Extending Python for Numerical Computation
Submitted for the
December 1995 Python Workshop by Jim
Hugunin
This work is based on Jim Fulton's original implementation of a matrix
object as a container class.
Yet Another Numeric Language?
There are a huge collection of existing numeric programming languages, both
commercial (Matlab, S-PLUS,
IDL)
and free ( Octave, RLaB, Yorick , BASIS , Gnudl ,
...). Why on earth would I want to go out and create a new one?
I've used almost all of the available numerical languages at one time or
another over the past 8 years. One thing I've noticed is that over time, the
designers of these languages are steadily adding more of the features that one
would expect to find in a general-purpose programming language.
"Octave has a real mechanism for handling functions that take an
unspecified number of arguments, so it is no longer necessary to place an upper
bound on the number of optional arguments that a function can accept." Octave
FAQ
"However, the most significant improvement is RLaB's list class. A list
is a heterogeneous associative array that can contain any data type, including
other lists. The list gives RLaB users the opportunity to structure their data
as necessary." Why Use RLaB?
"The eval function now provides an optional mechanism for detecting and
trapping error conditions that occur during the evaluation of the argument
expression." Matlab 4.1
Release Notes
"S-PLUS now supports a number of features from the object-oriented
programming paradigm, including classes, inheritance, and methods." S-Plus
3.0 Release Notes
By starting with the Python programming
language as a base, I already have functions with optional arguments (and
keyword arguments), heterogeneous lists (and dictionaries), a powerful exception
system for evals (and everywhere else), and a strong object system that was
built into the language from the start; all in a robust, well-designed and
portable implementation (thanks Guido!). Rather than trying to retrofit an
existing numerical language to support the wealth of features found in a
powerful, modern, general-purpose programming language, it makes much more sense
to attack the problem from the other direction and add the features of a
powerful numerical programming language to Python.

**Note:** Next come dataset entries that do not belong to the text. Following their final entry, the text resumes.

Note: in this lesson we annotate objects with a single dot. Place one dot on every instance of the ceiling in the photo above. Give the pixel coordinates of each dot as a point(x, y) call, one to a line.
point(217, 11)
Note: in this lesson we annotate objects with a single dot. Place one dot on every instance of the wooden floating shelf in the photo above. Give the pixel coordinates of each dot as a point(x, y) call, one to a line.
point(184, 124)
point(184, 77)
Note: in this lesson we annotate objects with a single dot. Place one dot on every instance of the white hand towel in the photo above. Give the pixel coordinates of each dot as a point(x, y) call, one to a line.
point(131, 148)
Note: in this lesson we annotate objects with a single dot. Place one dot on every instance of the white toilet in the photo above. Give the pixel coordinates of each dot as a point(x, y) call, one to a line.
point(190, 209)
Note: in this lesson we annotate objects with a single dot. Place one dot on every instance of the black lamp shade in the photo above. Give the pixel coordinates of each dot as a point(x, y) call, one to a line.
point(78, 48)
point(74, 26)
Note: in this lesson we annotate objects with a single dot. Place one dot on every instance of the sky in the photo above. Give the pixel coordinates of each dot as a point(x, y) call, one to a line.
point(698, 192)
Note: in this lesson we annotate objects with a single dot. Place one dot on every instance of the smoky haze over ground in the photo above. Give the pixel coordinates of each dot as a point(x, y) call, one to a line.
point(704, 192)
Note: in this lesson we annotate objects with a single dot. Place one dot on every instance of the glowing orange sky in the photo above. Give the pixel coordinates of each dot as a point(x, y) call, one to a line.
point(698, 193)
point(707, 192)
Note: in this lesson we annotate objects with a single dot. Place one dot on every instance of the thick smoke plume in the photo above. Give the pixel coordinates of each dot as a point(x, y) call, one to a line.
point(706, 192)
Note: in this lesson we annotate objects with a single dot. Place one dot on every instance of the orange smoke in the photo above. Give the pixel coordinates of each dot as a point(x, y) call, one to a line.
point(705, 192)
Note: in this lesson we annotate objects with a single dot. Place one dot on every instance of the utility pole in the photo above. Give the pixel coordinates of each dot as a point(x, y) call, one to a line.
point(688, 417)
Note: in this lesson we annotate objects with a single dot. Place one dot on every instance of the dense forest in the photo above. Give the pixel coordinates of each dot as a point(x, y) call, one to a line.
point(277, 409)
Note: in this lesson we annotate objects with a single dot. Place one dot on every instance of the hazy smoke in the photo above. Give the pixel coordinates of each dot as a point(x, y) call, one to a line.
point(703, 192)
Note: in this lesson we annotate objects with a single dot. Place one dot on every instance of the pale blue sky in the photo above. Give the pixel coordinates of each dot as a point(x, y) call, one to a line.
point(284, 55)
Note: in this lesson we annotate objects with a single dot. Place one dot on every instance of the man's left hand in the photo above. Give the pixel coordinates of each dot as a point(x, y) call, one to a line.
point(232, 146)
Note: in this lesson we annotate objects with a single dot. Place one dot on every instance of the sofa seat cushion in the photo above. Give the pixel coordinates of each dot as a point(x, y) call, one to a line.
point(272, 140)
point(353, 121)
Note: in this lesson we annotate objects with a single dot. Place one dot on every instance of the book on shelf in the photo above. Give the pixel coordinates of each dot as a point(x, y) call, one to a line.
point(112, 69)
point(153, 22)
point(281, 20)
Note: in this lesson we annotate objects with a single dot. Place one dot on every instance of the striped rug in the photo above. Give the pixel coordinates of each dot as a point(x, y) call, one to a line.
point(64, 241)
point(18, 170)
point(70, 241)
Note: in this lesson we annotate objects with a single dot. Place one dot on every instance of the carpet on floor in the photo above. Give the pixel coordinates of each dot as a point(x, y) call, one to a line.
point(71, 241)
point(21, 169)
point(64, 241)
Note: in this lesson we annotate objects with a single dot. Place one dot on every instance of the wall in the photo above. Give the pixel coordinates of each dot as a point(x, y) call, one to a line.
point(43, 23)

These issues are important even if the only use for this language is to be a
numeric lab. However, they become overwhelming if you want to build applications
that contain a blend of numeric and more traditional computational needs. I've
been implementing a speech recognition system completely within my matrix
extended version of python. This task would be nearly impossible in any other
numerical language. I'm making extensive use of the sophisticated object and
module system of python, as well as its ability to handle sockets, audio i/o,
general purpose UI's, etc.
Design Goals
Easily Extensible with FORTRAN and C libraries
This object is based on
an original implementation by Jim
Fulton. His basic design already interfaced nicely with existing libraries,
and I just had to be careful not to break anything.
Close to the Speed of Optimized C for Vector Operations
Testing the
system on a Sparc-10 by multiplying a 10000 length vector by itself 1000 times,
I found that the python implementation was 20% slower than fully optimized (-O4)
hand-coded C. When compared to existing numerical languages, I found the python
system to be 30% faster than matlab (70% faster if I only need "float"
precision), and 1000% faster than octave.
All Array Operators Supported
All of the basic numeric operators are
supported element-wise for matrices. In addition, the basic array comparison and
logical operators are provided as methods (because these operators can't be
overloaded within python). The jury is still out as to how best to implement
matrix multiplication. The two likeliest possibilities are as a method (ie.
a.matrixMultiply(b)) or by replacing the modulo operator (ie. a % b).
Arbitrarily High-Dimensional Arrays
Many existing numerical languages
only support two-dimensional arrays. This sort of arbitrary restriction is
ridiculous in the current era of modern programming languages and practice. The
matrix object was designed from the ground up to support arrays of arbitrary
dimensions.
Powerful Generalized Product Form Indexing
Mapping semantics are used to
support multi-dimensional product form indexing for matrix objects.
Multi-dimensional indices are a sequence of python objects, where the first
object corresponds to the first dimension of the matrix, and so on. If there are
fewer objects in the sequence than dimensions in the matrix, each remaining
dimension is selected in it's entirety. The following objects are possible for
each dimension:
- A single integer, indicating one element from that dimension and a
reduction in the number of dimensions in the returned matrix.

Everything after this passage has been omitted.